I haven't had any experience playing around with non-human avatars, but I have spent a fair bit of time playing around with customising human avatars entirely within the program.
I do find the standard supplied avatars aren't overly well proportioned, but as the user you can change the individual body part proportions to make them more realistic. I spent a bit of time customising a 'celebrity' avatar that I am extremely pleased with. As Peter said you can import a face from a photo and if you spend the time fitting the face properly it's amazing how lifelike it looks. There are limitations of course, but most body proportions are scalable.

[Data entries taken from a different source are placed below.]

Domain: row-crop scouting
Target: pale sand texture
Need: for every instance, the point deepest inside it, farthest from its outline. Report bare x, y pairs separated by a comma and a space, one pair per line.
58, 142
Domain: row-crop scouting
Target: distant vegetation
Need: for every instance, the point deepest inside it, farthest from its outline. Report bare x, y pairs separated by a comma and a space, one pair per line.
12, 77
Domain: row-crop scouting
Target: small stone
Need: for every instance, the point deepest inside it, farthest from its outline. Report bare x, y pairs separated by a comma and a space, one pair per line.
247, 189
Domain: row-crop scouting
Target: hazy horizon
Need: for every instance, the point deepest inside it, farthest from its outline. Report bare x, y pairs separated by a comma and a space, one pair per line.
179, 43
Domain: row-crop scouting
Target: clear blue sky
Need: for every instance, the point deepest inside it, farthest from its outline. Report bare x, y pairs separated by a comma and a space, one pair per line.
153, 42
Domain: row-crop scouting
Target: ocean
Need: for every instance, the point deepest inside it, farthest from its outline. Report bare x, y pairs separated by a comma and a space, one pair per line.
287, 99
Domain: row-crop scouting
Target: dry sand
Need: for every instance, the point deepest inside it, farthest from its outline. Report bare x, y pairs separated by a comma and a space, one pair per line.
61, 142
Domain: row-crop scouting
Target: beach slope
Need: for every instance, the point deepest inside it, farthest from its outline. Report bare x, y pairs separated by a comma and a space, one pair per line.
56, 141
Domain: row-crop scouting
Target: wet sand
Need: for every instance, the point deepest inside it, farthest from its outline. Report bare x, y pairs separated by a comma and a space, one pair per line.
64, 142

You can't really compare the likes of Poser with iClone. Poser is primarily a 3D modelling program, whereas iClone is a realtime animated movie production program. If you want to create highly detailed & customised characters then iClone won't compare to the likes of Poser or even Daz3D. However, if you are planning on making animated movie productions, iClone is the program with all the tools to do it. From my (albeit limited) experience with Poser, it isn't overly well equipped with tools for creating entire animated movie productions.
As for Maya.... well if you can afford to buy Maya, I don't know why you'd be looking at anything else. Peter is welcome to correct me here, but from what I understand, iClone doesn't pretend to compete with high end animation production packages such as Maya. We are talking about software that costs a couple of hundred $$ vs a package that costs many thousands of $$. Also from what I can gather, iClone is a lot easier to use & learn for those of us who aren't overly experienced in 3D animation.
In regards to the realism of the avatars, I do find the standard supplied avatars aren't overly realistically proportioned, so I've customised some of my own (all within iClone). I based one particular avatar on a celebrity that I wanted to replicate. I was able import the face from a picture, adjust it to fit the facial points, adjust scale of legs, arms, upper body/bust size & shape, lower body and head proportions to match. Then with the facial editor I could fine tune the shape of the face and facial features such as chin, cheeks, eyes, nose. There are some limitations, especially if you are dealing with odd body shapes. But at the end of it all, I now have an instantly recognisable (for those familiar with the celebrity), correctly proportioned iClone replica of the person I have modelled it on.